I’m in an office. I’ve been here before. I’ve delivered and dropped things off here. But I’m not wearing my uniform. And I’m sitting behind a desk. There’s a pad, a computer and a small calendar that says it’s five years since I started my driving job. Where does the time go?

‘How are you settling in, then?’

Good, a familiar face.
The other shoe started to drop.
This
guy’s been at me to apply for a transfer to a desk job for ages.
Had I actually done it? Had they actually given me the gig without any interview or forms to be filled out? Surely I would have remembered.

I smiled. That always seemed to help when I was buying time, trying to figure out what was going on.

‘Glad to be out of that stupid truck, I bet,’ he continued. As he spoke he came over and perched on the corner of my desk. ‘Remember, anything you want, anything at all, you come to me. Okay?’

‘Thanks.’

I wonder if he winks at everyone.

A girl on the desk across the room came over. I’d met her before. She was the one I usually picked up from. What was her name?

Carol!

‘He thinks he’s God’s gift,’ Carol said. ‘Lord knows why when you look at him.’ I smiled again as I searched her face for more clues. Carol gestured again at the man. He wasn’t what anyone would call a looker. ‘He’s married, not that you’d know it.’

We chatted for a while. Then I just had to ask: ‘Carol, remind me again what I should be doing.’
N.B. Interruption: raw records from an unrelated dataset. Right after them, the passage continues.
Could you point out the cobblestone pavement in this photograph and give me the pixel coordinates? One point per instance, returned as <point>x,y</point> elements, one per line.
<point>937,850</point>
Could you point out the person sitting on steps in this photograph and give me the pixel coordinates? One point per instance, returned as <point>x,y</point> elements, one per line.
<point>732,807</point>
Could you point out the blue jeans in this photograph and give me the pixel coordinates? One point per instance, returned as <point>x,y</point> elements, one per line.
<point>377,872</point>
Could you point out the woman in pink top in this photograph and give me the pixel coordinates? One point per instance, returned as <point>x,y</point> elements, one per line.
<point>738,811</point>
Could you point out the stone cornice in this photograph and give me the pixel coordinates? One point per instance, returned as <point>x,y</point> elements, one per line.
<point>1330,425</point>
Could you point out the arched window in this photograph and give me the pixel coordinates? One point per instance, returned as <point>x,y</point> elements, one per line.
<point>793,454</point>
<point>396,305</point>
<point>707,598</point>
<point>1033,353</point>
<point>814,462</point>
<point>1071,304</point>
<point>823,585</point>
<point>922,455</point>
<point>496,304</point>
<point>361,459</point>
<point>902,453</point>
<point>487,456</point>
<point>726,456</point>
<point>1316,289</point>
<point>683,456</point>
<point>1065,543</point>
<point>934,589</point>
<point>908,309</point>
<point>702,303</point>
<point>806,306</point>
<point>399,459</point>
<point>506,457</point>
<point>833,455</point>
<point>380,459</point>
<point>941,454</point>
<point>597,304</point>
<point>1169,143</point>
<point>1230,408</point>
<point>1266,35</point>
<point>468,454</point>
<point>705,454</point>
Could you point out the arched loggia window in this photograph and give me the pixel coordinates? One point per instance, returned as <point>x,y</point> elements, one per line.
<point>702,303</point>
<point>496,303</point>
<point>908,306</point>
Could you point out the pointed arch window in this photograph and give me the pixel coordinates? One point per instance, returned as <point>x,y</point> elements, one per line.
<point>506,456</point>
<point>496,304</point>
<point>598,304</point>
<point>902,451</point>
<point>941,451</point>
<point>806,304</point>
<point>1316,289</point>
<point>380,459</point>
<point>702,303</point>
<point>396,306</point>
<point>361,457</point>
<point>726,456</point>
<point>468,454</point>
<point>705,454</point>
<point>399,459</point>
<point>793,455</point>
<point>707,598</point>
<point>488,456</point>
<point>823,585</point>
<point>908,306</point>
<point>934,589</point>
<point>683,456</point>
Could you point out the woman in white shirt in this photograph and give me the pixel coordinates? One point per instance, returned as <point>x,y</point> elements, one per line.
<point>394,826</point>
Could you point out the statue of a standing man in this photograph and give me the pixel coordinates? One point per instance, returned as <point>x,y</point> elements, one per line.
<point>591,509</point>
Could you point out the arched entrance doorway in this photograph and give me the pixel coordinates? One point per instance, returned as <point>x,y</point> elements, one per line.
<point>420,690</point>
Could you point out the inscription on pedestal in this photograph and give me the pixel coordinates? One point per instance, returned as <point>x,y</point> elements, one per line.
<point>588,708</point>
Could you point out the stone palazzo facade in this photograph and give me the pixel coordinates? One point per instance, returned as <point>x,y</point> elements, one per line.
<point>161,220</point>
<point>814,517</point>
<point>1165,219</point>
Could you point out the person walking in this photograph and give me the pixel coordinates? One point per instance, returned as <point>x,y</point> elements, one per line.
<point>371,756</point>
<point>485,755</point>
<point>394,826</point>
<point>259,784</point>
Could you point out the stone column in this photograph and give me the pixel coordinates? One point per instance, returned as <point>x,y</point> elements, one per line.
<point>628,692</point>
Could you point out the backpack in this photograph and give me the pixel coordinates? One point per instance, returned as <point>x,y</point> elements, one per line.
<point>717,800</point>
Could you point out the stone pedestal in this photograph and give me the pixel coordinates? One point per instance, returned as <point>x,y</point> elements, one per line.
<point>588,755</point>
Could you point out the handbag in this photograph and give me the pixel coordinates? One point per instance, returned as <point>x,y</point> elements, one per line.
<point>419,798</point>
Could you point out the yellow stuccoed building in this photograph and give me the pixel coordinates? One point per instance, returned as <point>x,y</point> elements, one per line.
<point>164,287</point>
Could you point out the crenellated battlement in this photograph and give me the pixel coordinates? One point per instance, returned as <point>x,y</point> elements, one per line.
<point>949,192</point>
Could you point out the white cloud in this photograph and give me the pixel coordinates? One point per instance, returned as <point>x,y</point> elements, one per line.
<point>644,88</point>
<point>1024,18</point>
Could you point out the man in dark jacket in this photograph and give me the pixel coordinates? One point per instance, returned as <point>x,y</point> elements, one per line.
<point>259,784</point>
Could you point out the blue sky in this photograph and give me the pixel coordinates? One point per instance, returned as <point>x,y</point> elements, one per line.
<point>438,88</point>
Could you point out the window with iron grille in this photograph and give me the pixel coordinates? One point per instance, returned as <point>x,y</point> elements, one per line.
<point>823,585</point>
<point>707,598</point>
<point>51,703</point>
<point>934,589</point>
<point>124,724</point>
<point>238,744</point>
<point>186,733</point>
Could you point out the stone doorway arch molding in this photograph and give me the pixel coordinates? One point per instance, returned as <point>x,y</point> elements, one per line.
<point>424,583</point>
Was it my imagination or did she look at me a second longer than was comfortable? Had she already told me this? By the look of it, she certainly thought she had, and recently too. Then she relaxed and went through a few things. It wasn’t hard, mostly paperwork and filing. But I could tell what she was thinking.
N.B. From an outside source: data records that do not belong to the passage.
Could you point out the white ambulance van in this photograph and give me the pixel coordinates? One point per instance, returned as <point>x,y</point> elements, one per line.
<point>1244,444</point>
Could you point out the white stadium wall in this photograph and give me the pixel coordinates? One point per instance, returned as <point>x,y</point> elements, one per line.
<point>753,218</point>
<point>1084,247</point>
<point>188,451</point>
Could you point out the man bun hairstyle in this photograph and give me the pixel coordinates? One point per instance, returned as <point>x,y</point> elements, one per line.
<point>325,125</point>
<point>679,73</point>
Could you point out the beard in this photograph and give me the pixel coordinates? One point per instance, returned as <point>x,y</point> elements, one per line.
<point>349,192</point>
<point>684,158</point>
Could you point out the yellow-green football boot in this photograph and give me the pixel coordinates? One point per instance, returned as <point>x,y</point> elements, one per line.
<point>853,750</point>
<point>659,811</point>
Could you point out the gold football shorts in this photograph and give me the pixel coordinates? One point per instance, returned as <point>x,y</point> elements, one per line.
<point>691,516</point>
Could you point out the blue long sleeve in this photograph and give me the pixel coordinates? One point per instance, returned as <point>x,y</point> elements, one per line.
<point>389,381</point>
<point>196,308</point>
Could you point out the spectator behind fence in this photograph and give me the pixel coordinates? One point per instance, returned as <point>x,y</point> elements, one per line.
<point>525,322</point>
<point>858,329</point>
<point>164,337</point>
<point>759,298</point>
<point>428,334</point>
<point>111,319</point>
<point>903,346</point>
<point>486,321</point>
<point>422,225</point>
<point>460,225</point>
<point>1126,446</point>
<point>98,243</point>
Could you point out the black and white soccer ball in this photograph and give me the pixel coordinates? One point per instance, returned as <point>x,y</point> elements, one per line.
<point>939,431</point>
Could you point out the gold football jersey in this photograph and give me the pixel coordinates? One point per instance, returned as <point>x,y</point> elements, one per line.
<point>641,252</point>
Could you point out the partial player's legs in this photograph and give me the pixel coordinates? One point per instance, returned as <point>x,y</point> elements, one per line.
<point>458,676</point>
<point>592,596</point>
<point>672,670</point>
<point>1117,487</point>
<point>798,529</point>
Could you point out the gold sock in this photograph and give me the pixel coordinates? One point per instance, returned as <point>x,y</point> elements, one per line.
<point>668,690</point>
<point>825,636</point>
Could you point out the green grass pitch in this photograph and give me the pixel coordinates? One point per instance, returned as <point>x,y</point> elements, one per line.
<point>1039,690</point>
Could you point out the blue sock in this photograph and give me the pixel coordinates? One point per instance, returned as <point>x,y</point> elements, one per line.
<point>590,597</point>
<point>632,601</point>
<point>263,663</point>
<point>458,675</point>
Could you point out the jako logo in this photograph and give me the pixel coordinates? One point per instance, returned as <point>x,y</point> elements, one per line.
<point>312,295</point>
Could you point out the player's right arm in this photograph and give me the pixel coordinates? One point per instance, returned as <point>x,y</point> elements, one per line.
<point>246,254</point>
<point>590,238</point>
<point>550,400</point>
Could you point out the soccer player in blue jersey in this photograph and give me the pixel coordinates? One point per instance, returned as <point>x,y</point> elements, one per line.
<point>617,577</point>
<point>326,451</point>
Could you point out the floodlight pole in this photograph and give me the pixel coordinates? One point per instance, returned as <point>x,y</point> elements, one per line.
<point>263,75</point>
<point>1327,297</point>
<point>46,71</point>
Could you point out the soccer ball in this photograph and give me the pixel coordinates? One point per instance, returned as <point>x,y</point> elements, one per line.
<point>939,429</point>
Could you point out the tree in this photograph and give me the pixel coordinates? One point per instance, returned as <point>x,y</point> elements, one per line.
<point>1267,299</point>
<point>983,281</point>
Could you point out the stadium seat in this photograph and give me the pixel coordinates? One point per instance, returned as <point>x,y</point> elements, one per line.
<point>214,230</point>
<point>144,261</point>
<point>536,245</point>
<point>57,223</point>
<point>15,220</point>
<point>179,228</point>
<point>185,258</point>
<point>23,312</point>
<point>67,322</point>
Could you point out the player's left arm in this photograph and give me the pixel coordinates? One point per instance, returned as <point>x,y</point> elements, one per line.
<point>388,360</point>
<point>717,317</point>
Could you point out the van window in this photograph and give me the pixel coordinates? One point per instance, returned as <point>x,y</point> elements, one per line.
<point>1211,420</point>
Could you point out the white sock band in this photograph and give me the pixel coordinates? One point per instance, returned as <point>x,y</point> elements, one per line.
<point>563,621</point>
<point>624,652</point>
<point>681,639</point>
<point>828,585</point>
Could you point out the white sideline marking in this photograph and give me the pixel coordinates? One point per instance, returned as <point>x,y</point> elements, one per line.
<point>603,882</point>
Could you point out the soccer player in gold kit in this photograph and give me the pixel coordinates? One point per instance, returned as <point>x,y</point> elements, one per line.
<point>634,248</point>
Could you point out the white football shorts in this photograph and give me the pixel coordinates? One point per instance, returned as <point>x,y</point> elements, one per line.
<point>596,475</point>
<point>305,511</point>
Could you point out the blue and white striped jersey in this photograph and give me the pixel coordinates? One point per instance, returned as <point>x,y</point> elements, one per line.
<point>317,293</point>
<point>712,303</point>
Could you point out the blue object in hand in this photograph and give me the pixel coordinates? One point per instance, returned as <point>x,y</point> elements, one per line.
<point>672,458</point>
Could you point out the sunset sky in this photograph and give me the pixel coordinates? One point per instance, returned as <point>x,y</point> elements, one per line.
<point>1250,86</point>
Bloody Green Card employees. More trouble than they’re worth.

*

There’s more to sussing out a job than just getting on top of your office duties. Somehow you have to learn your hours and, more importantly, learn how the hell to find your way back there the next day without annoying too many people. Not for the first time I felt like I was trying to board a spinning carousel.

It didn’t help that work wasn’t the only thing that kept me on my toes. Trips to the Maudsley remained a regular occurrence in my life – although I never seemed to remember travelling there. Luckily I only seemed to go for outpatient appointments but even so it was still such a pointless exercise. There are only so many times you can hear a doctor talk about your so-called weight problem before you start to drift off. Listening to them go on and on about this or that eating disorder – when they only had to look at me to see I was perfectly fine – made me actually wish I could have a blackout for once. Unfortunately it doesn’t work like that. I didn’t know how it worked but it never seemed to do me any favours.